Un outil pour penser les évolutions futures
"Si le paysage permet de comprendre comment fonctionne une société, c'est aussi un outil pour penser ses évolutions", peut-on lire dans l'éditorial de l'ouvrage. Les auteurs montrent, à travers de nombreux exemples, comment le paysage permet de co-construire un projet de société, en lien avec les particularités du territoire, à l'opposé du modèle unique à décliner.
"Fréquemment, les projets énergétiques font l'objet de contentieux sur les territoires, et le paysage est souvent invoqué. Mais on constate que, dans les territoires à énergie positive, les populations sont associées aux projets et ceux-ci sont beaucoup mieux acceptés", relève Sébastien Georgis. Et de citer l'exemple du plateau de Saint-Agrève (Ardèche) approché par des promoteurs pour installer des éoliennes. Ce projet a permis d'ouvrir une réflexion large sur le projet de ce territoire à l'horizon 2030, tant sur le plan démographique, qu'économique ou énergétique. Après deux ans de travail et de concertation, l'installation d'éoliennes a été inscrite dans le projet, et leur localisation a fait l'objet de débat. "Il faut une prise en compte des populations et donner de la valeur aux nouveaux aménagements. L'inscription des terrils du Nord au patrimoine mondial de l'Unesco montre que la valeur des choses est souvent culturelle".
Parfois, au contraire, les projets d'infrastructures apparaissent déconnectés de leur territoire. La forte opposition rencontrée par le projet d'aéroport de Notre-Dame-des-Landes ne serait-elle pas le symptôme d'une ville qui grignote ses campagnes, sans réflexion commune sur le projet local ?
Les populations, mais aussi les acteurs doivent être associés aux discussions. Pour Baptiste Sanson, la transition agro-écologique devra passer par une transformation des paysages agricoles. "A la bergerie de Villarceaux (Val d'Oise), pour passer d'une agriculture conventionnelle à une agriculture respectueuse de l'environnement, il a fallu, avant de changer les pratiques, repenser le cadre spatial. Que ce soit en divisant les parcelles, en replantant des bandes enherbées, des haies, des arbres". Cette évolution demande du temps mais permet de "joindre l'utile à l'agréable : la bergerie est désormais un espace de production, mais aussi de vie, de loisirs, avec des sentiers de promenade…". Le paysage devient polyvalent, et non monofonctionnel.

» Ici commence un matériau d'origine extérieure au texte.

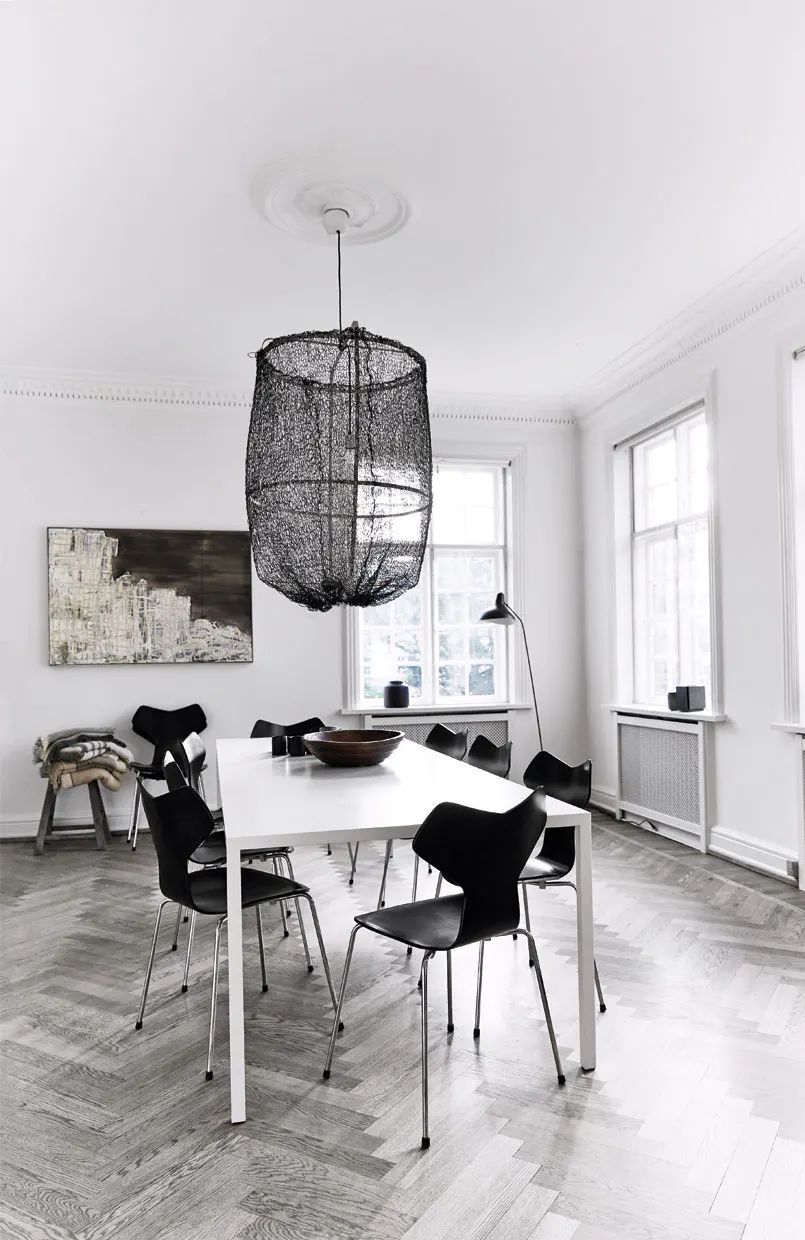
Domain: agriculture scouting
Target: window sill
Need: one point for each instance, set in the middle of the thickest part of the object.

L'urbaniste Christophe Bayle travaille quant à lui, depuis plusieurs années, sur les lisières urbaines. Ces territoires, à la limite de la ville, nés de l'étalement urbain et de la désurbanisation, sans véritable projet. La lisière francilienne se déroulerait sur 13.800 km et 10 à 20 km d'épaisseur. Selon lui, "l'avenir de la région dépend de cette zone en attente d'un véritable projet, d'une émergence sociale". Outre les zones pavillonnaires symboles de l'étalement urbain, s'y sont développées les grandes cultures de manière hégémonique (80% de la surface agricole utile). Résultat : "2% des fruits et légumes consommés à Paris sont produits dans sa périphérie quand San Francisco atteint 50%". Or, "décentrer" et repenser cette lisière permettrait de donner une identité, des fonctions et donc une attractivité à ce territoire délaissé.